I am not saying there won't be a down side but since we don't actually know what is going on how can so many seem to know what is and what isn't good about TPP, and I don't believe president Obama is out to screw the country.
Populist_Prole
(5,364 posts)Tommy2Tone
(1,307 posts)or...just quit trading with Asia? If we don't do these trade deals there will be a rush by other nations to fill the void.
Populist_Prole
(5,364 posts)As for worry about who will fill the void: If another country wants to set up shop by offshoring their own industry there; well, better them than us.
"Doing a deal" is just basically labor arbitrage by corporations.
Tommy2Tone
(1,307 posts)and you want to stop?
Do you actually think outsourcing is going to ever stop? You are living in la la land.
Populist_Prole
(5,364 posts)At least you're honest. Most corporate shills try to deny or the ill effects: You seem to embrace them. You seem to believe "trade", as such, and in any and every broad broad and abstract sense sense justifies itself.
No bunky, it is you who lives in la la land.
Go back to your handlers for more talking points.
whereisjustice
(2,941 posts)may not result in a GDP change. But it screws the country. And that's EXACTLY what has happened with our "recovery". From the bean counter's abstract perspective, how the economy is fueled is not important as long as it is being fueled.

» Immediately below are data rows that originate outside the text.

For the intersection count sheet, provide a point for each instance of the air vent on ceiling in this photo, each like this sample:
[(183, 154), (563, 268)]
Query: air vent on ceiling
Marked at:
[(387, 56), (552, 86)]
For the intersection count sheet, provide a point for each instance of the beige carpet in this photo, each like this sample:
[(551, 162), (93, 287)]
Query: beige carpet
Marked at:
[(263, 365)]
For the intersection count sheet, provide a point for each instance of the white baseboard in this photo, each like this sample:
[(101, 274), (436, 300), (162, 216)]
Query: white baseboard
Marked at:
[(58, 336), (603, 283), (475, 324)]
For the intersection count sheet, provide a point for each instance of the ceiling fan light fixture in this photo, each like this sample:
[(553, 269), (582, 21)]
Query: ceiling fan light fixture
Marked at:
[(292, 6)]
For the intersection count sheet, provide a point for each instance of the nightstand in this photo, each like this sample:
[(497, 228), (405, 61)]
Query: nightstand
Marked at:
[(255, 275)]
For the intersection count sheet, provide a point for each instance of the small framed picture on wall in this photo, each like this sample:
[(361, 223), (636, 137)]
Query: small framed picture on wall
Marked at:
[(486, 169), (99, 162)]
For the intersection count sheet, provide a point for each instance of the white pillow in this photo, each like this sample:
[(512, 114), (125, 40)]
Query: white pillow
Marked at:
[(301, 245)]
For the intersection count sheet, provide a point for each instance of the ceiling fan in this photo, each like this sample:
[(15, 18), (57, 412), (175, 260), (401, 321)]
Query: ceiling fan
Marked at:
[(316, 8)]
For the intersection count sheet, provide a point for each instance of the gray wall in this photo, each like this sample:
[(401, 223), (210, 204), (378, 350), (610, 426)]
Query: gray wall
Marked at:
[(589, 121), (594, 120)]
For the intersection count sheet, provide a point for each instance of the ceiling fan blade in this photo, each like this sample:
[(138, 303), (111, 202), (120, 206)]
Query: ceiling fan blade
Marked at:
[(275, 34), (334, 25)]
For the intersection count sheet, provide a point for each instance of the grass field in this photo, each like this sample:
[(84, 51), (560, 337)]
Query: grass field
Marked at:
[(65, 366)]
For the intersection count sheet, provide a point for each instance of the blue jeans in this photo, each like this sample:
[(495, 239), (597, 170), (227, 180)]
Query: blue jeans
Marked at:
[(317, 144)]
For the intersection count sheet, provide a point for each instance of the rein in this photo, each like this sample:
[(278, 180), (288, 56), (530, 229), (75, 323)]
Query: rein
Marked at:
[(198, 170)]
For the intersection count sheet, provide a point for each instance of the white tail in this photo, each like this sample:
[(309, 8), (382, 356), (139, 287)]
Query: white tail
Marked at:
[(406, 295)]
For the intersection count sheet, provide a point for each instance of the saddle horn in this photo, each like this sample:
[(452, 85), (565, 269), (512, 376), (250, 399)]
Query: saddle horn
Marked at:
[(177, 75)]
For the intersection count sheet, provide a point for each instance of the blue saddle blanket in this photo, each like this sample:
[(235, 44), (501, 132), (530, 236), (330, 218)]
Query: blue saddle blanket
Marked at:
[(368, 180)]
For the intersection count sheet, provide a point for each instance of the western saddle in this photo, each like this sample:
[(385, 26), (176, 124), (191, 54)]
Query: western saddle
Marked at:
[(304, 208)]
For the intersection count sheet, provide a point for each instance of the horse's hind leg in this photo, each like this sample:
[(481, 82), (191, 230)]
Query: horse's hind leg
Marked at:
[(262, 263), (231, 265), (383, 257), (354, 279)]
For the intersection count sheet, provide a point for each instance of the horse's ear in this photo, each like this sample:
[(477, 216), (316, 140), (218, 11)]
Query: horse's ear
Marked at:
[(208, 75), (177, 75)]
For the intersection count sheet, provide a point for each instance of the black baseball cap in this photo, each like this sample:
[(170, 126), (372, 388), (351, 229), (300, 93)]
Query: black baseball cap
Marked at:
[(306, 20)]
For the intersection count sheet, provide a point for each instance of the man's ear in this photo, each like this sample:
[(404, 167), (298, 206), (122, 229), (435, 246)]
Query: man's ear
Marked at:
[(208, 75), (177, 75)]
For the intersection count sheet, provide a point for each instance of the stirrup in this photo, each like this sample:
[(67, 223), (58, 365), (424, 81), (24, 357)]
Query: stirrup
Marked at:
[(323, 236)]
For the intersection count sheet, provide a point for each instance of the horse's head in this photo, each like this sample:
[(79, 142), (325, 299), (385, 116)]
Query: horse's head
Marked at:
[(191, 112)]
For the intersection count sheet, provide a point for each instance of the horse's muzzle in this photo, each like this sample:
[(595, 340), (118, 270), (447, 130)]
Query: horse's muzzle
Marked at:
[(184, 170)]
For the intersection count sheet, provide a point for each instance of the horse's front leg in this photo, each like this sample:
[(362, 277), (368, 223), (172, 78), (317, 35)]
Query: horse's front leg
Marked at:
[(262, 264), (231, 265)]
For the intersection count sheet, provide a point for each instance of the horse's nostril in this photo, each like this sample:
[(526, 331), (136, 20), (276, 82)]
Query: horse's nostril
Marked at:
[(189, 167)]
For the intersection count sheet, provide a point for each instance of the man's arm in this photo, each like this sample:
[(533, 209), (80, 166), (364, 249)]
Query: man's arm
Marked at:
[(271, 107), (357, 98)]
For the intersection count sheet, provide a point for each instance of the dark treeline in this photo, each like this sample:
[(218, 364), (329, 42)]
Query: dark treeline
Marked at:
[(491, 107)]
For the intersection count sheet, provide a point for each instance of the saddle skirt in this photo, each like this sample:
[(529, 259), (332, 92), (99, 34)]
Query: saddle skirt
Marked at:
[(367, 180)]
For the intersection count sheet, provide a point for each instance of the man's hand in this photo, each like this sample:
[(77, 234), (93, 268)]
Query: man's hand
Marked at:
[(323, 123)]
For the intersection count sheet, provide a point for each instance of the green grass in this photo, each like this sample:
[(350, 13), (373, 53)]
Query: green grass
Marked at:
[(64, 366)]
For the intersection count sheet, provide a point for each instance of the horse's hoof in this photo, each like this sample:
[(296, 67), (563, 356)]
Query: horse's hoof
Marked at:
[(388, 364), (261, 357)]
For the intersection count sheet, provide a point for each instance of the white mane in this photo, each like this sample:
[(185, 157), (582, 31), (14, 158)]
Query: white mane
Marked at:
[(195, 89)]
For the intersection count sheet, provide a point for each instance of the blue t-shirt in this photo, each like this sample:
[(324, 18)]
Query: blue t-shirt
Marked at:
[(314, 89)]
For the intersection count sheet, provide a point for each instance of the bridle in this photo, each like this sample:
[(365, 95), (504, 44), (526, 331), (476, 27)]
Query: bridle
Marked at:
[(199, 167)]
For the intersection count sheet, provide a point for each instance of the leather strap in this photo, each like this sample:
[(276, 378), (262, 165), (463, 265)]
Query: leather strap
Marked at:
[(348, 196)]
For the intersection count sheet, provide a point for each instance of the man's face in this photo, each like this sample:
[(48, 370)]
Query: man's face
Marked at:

With existing trade agreements, wealth has been reconstituted into the hands of a very small minority. Lack of wealth and purchasing power to drive growth from the US middle class has been made up for by lower wages and higher productivity by the middle class and below.
But we are getting burned out. Data shows productivity may have reach its maximum. Growth based on wage, benefit and staffing cuts may be at an end. So there is intense pressure to make up the difference in places like Vietnam.
Productivity is absolutely correlated with quality of life (short of enslavement and violent force).
But CEOs are never going to yield on that point. They are good at taking, not so good at giving.